Era scomparso da 250 milioni di anni | L’Oceano Pacifico lo ha riportato alla luce: un dono enorme a tutta l’umanità
Una scoperta eccezionale nell’Oceano Pacifico. Non si avevano testimonianze da milioni di anni ed ora è stata riportata alla luce.
L’Oceano Pacifico, il più grande e profondo oceano del mondo, si estende per circa 168 milioni di chilometri quadrati, coprendo più della metà della superficie acquatica del pianeta.
I suoi fondali, ricchi di risorse naturali, offrono habitat a numerosi ecosistemi marini, rendendolo un’importante risorsa per la pesca e l’industria. Il Pacifico è circondato da diverse nazioni e culture, ognuna con legami unici con l’oceano.
La sua immensa massa d’acqua influenza i modelli di temperatura e di umidità, contribuendo a fenomeni come El Niño e La Niña, che possono avere impatti significativi sulle condizioni meteorologiche in tutto il mondo.
Le sue rotte marittime sono fondamentali per il trasporto di merci tra i continenti, collegando economie e culture. Le infrastrutture portuali, come quelle di Los Angeles, Hong Kong e Tokyo, sono tra le più trafficate al mondo, facilitando lo scambio commerciale e contribuendo all’interconnessione globale.
Un antico “abitante” dell’Oceano Pacifico
Un team di ricercatori dell’Università del Maryland, guidato dal geologo Jingchuan Wang, ha fatto una straordinaria scoperta nel mantello terrestre: i resti di un’antica crosta oceanica che si trovava nel fondale marino dell’Oceano Pacifico sudorientale, risalente a 250 milioni di anni fa, durante l’era dei dinosauri. Questa porzione di crosta, sepolta tra 400 e 700 km di profondità, è stata identificata grazie all’analisi della velocità delle onde sismiche. La scoperta di questa struttura offre un’importante opportunità per comprendere le dinamiche interne della Terra e il loro impatto sui movimenti delle placche tettoniche.
L’analisi ha rivelato che i resti dell’antico fondale marino sono associati alla dorsale del Pacifico orientale, un inarcamento del fondale oceanico che separa diverse placche tettoniche. La comprensione di come questi movimenti avvengono è fondamentale per gli studiosi, poiché contribuisce a delineare i processi che influenzano l’attività vulcanica e sismica. I ricercatori hanno utilizzato un metodo di imaging sismico, simile a una tomografia assiale computerizzata, per ottenere una mappa dettagliata dell’area.

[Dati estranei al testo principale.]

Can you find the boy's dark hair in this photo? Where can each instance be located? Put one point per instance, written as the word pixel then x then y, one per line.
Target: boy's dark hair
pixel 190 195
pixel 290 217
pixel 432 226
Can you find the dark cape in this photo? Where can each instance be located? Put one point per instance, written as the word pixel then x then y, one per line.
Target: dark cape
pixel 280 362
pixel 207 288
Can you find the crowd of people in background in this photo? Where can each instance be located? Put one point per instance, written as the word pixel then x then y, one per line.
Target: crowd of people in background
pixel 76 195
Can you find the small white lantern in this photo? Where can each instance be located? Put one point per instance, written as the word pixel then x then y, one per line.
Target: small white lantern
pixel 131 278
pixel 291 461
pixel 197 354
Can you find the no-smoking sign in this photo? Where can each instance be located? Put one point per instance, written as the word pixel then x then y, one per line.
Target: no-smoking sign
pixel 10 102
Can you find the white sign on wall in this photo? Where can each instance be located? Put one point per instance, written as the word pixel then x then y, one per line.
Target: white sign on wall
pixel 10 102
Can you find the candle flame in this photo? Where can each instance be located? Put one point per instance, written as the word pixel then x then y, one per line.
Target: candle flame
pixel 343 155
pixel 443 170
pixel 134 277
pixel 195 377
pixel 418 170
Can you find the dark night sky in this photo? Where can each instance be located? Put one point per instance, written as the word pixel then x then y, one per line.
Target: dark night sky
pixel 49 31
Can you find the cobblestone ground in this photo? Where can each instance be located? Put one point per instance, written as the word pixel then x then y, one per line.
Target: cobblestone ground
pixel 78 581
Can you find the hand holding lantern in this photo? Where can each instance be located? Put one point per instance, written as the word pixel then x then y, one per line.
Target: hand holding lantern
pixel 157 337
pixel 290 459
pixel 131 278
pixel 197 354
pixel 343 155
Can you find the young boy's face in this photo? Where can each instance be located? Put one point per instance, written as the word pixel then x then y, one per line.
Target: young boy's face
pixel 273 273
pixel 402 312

Le implicazioni della scoperta
La scoperta della struttura sepolta è significativa non solo per le sue dimensioni, ma anche per le informazioni che fornisce sulla subduzione delle placche oceaniche. Durante il processo di subduzione, le placche si fondono e vengono riassorbite nel mantello terrestre, e la nuova scoperta suggerisce che la porzione di crosta sprofondante non è ancora completamente fusa. Inoltre, i dati raccolti indicano che questo lembo di placca sta affondando più lentamente rispetto alla norma.
Secondo Wang, la bassa velocità di affondamento suggerisce che la zona di transizione del mantello potrebbe agire come una barriera, rallentando il movimento del materiale all’interno della Terra. Questa scoperta permette ai geologi di “osservare” il processo di subduzione in un modo che prima era possibile solo tramite i vulcani sulla superficie terrestre. La mappatura di queste antiche zone di subduzione potrebbe svelare ulteriori misteri sulla storia del nostro pianeta e sulla sua evoluzione nel tempo. In futuro, i ricercatori hanno in programma di estendere le loro indagini ad altre aree dell’Oceano Pacifico per arricchire la nostra comprensione delle dinamiche geologiche globali.